Normally required on steel sheeting that will ‘ring’ when struck with a hard solid object. This is because the sheeting vibrates and resonates generating and adding to any existing noise already in evidence. This is more usually a problem with steel guards surrounding machinery and if left untreated, can considerably add to any existing noise problems.
Chutes, hoppers, machine guards, panels, conveyors, tanks . . . . .
There are 2 basic techniques:-
— unconstrained layer damping where a layer of bitumastic (or similar) high damping material is stuck to the surface. For this we can offer our SBM5 Sound Barrier Mat that will add mass and stiffen the panel thus reducing the vibration that causes resonance.
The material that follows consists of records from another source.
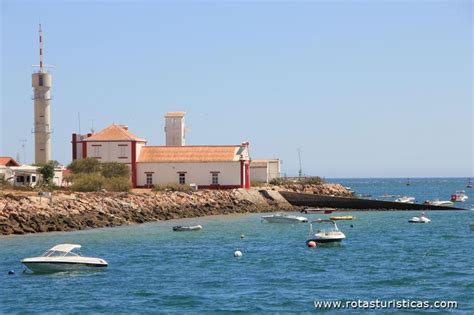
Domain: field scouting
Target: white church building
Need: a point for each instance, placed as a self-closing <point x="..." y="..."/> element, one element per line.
<point x="207" y="166"/>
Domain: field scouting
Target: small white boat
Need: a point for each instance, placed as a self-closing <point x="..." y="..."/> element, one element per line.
<point x="62" y="258"/>
<point x="284" y="218"/>
<point x="329" y="235"/>
<point x="180" y="228"/>
<point x="459" y="196"/>
<point x="437" y="202"/>
<point x="317" y="210"/>
<point x="405" y="199"/>
<point x="421" y="219"/>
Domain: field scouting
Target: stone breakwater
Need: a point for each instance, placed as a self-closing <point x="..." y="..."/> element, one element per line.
<point x="335" y="190"/>
<point x="22" y="212"/>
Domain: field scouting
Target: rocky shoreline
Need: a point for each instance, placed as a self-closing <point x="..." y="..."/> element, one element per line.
<point x="22" y="212"/>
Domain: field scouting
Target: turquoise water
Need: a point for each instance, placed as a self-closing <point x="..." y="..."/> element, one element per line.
<point x="153" y="269"/>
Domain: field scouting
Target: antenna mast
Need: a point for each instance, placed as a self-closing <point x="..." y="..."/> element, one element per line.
<point x="300" y="173"/>
<point x="41" y="49"/>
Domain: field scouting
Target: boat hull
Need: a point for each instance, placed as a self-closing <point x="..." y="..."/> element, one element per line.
<point x="325" y="240"/>
<point x="418" y="220"/>
<point x="51" y="267"/>
<point x="187" y="228"/>
<point x="284" y="220"/>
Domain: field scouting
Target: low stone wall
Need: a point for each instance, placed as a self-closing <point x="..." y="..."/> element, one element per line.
<point x="27" y="213"/>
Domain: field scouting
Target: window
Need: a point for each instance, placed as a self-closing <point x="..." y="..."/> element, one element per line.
<point x="123" y="151"/>
<point x="149" y="179"/>
<point x="215" y="178"/>
<point x="96" y="151"/>
<point x="182" y="178"/>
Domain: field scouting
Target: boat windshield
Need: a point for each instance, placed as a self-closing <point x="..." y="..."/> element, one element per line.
<point x="55" y="253"/>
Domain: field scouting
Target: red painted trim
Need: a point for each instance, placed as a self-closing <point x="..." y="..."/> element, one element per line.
<point x="247" y="174"/>
<point x="105" y="140"/>
<point x="242" y="174"/>
<point x="134" y="163"/>
<point x="84" y="150"/>
<point x="218" y="187"/>
<point x="74" y="147"/>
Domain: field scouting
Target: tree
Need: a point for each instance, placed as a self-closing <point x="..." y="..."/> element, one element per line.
<point x="87" y="165"/>
<point x="47" y="172"/>
<point x="114" y="169"/>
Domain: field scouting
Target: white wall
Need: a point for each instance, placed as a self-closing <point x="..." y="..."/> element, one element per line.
<point x="110" y="151"/>
<point x="258" y="174"/>
<point x="198" y="173"/>
<point x="273" y="169"/>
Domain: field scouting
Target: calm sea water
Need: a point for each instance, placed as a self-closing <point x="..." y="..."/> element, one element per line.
<point x="153" y="269"/>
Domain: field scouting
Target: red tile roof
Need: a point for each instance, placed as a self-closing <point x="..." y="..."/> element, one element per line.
<point x="116" y="133"/>
<point x="163" y="154"/>
<point x="8" y="161"/>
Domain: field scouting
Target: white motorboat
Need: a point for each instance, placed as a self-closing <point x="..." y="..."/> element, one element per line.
<point x="328" y="235"/>
<point x="317" y="210"/>
<point x="180" y="228"/>
<point x="459" y="196"/>
<point x="62" y="258"/>
<point x="405" y="199"/>
<point x="284" y="218"/>
<point x="421" y="219"/>
<point x="437" y="202"/>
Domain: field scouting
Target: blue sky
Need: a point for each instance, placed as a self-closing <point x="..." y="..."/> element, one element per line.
<point x="364" y="89"/>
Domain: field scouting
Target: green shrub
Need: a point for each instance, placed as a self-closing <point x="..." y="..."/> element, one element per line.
<point x="118" y="183"/>
<point x="313" y="180"/>
<point x="173" y="187"/>
<point x="87" y="165"/>
<point x="114" y="169"/>
<point x="88" y="182"/>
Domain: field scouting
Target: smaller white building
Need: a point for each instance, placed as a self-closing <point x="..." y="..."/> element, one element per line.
<point x="264" y="171"/>
<point x="174" y="128"/>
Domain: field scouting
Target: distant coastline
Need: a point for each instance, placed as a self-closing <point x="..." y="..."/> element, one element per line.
<point x="26" y="212"/>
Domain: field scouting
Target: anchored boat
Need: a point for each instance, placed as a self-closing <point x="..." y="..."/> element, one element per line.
<point x="327" y="235"/>
<point x="180" y="228"/>
<point x="62" y="258"/>
<point x="459" y="196"/>
<point x="284" y="218"/>
<point x="421" y="219"/>
<point x="437" y="202"/>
— constrained layer damping where a laminate is constructed
Constrained layer damping is more rugged and generally more effective. Either remanufactured steel (or aluminium) guards, panels or other components from commercially available sound deadened steel or buy self adhesive steel sheet. The latter can simply be stuck on to existing components (inside or outside) covering about 80% of the flat surface area to give a 5 – 25dB reduction in the noise radiated (use a thickness that is 40% to 100% of the thickness of the panel to be treated). Alternatively, use Sta-Stuk aerosol contact adhesive to glue two layers of steel together but it is important to ensure that any steel to be treated is clean and degreased beforehand.
Limitations : the efficiency falls off for thicker sheets. Above about 3mm sheet thickness it
becomes increasingly difficult to achieve a substantial noise reduction.
Fan noise is a common problem and can vary from small fans used to ventilate areas to much larger air movement fans often used for cooling equipment such as air conditioning plants. This article will deal with fans that rely on ducting that is more easily soundproofed.
Axial flow or centrifugal fans.
Maximum fan efficiency coincides precisely with minimum noise. Any fan installation feature that tends to reduce fan efficiency is therefore likely to increase noise. Two of the most common examples are bends close to the fan (intake side in particular) and dampers (close to the fan intake or exhaust).
Ideally, for maximum fan efficiency and minimum noise, make sure there is at least 2 – 3 duct diameters of straight duct between any feature that may disturb the flow and the fan itself. Noise reductions of 3 – 12dB are often then possible. Where sound insulated ducting is used to reduce noise from any fan, it should be as long as possible and incorporating a right angle bend at least half way from the fan. The inside of the duct can be lined with sound absorbing foam such as non-flammable FR type self-adhesive acoustic foams. Alternatively, the outside of the duct can be lagged with a single or several layers of SAPT220 Sound Barrier Mat.
A lot of noise can break out through the walls of any uninsulated ducting as well as from any vents they may serve. Large air conditioning ducts are the main culprit and due to their thin steel walls can resonate and transmit noise along its length.
Extraction, ventilation, cooling, openings in walls and enclosures.
Instead of fitting silencers, it is often possible to achieve a 10 – 20dB reduction in airborne noise from a duct or opening by lining the last bend in the ductwork with non-flammable FR type acoustic absorbent foam. Alternatively, construct a simple absorbent lined right-angled bend to fit on the opening. Ideally, either side of the bend should be lined along a length equivalent to twice the duct diameter. Where flow velocities are high (> 3m/s), consider using a film faced acoustic foam. Duct vibration can usually be treated by damping (as above). To stop noise being transmitted along the steel sections of ducting, acoustic resilient duct connectors can be fitted instead of the usual rigid fixing method.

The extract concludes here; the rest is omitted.